Depending on your needs, this might be a better solution. It’ll burn through more energy, but you get all the reliability features of the pricier Xeon. Plus for the money, you’re getting over twice the cores and cache! You won’t have bragging rights for the fastest data center in town, but they’ll probably get the job done.

A Not Top of the Line Mac Pro with 2013 Components

Need a machine that laughs in the face of technological progress? The Mac Pro is for you. You sacrifice 20 cores compared to the E7-8894 v4, but you gain 64GB of ECC DDR3 (which in 2013 must have sounded great). Sadly, upgrading to dual FirePro D700 GPUs pushed it over even the cost of Intel’s most expensive Xeon ever. If you ever wanted to rack mount a garbage can, this would be a worthwhile alternative.

Half a Year of a Capable EC2 Linux Instance

If you need some processing power, how about a beefy EC2 instance for 6-months? You get 60GB of RAM, 32 CPUs, and over 3TB of storage. 88 EC2 compute units isn’t anything to sneeze at!

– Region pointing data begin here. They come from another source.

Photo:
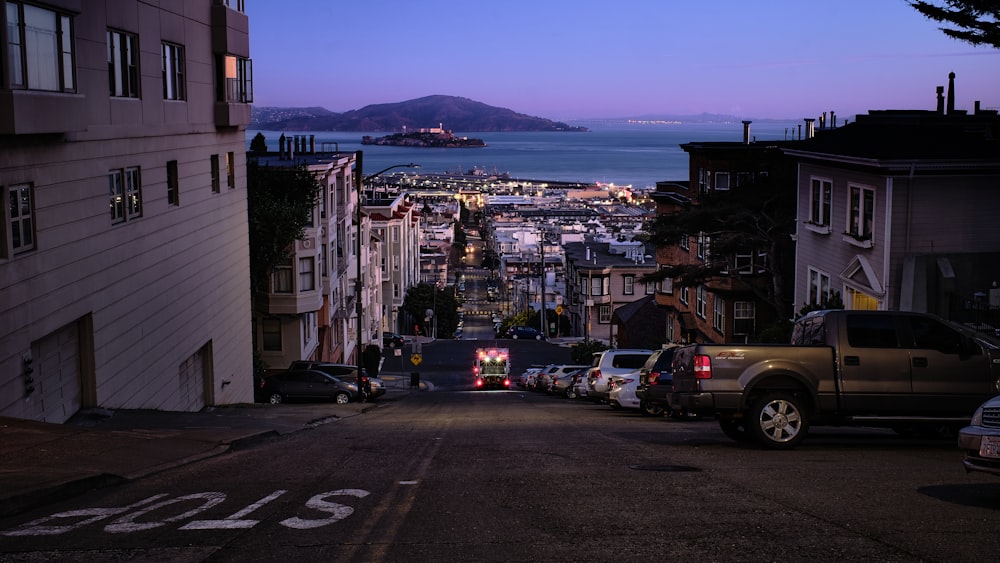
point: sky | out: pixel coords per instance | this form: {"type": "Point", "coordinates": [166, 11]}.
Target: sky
{"type": "Point", "coordinates": [587, 59]}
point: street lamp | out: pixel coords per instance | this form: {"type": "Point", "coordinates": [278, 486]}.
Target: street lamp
{"type": "Point", "coordinates": [358, 285]}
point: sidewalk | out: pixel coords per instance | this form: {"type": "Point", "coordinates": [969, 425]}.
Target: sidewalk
{"type": "Point", "coordinates": [42, 463]}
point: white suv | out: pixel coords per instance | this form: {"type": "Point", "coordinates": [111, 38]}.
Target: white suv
{"type": "Point", "coordinates": [612, 363]}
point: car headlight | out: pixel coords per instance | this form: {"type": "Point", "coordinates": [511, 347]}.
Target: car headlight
{"type": "Point", "coordinates": [977, 418]}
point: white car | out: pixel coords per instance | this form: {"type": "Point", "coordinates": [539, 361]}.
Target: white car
{"type": "Point", "coordinates": [611, 363]}
{"type": "Point", "coordinates": [622, 394]}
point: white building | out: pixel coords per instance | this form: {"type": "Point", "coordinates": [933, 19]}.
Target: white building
{"type": "Point", "coordinates": [124, 264]}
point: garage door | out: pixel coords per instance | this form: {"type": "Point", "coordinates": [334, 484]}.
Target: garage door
{"type": "Point", "coordinates": [58, 385]}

~1,700 Raspberry Pi Zeroes

While the Xeon E7-4830’s would give you a lot of computing power, you’re still short on RAM. Luckily, with roughly 1,700 Raspberry Pi you get 850 GB of sweet DDR2 to use to your heart’s content. Plus I still think you could power most of them off a single USB hub.

1959 Studebaker Silver Hawk Base

While far less efficient with Big Data workloads, arguably more expensive to maintain over time, and in general useless for a large enterprise, the cherry red paint job would look great.


About the author

Rich Stroffolino

Rich has been a tech enthusiast since he first used the speech simulator on a Magnavox Odyssey². Current areas of interest include ZFS, the false hopes of memristors, and the oral history of Transmeta.

1 Comment

  • An important point about the Cost. The Chip is minimum 4-Way, so you must buy at least 4, and 8-Way requires a Blade Setup.

    Once you get past that you are paying double for Cores that use 50% of the Electricity; that many Cores might suit being used by 200 people (or just 1, me) so you would want to keep as many in use as possible – so usage at Home is limited by Electricity and Connectivity (you’ll need to pay for ‘bigger wires’) and cooling is a serious consideration.

    Worth it IF you run a Rack (in a Business / Industrial location) – as useful as owning a Rocket to drive the kids to school (useless for the average person, except as a Cloud Client – IE: You’re on of those 200 people mentioned above, so it’s NOT as though YOU will never get to use one).

    A 2-Way is likely plenty for the average Nerd Home User, and this Chip won’t work with so few siblings.

    So, crys that it’s too expensive are incorrect – it’s not “expensive” IF you need it. The Cost is the shock value for the uninitiated, much like wandering around the Bentley Dealership when shopping for your teenager’s first care – no need to be silly about it.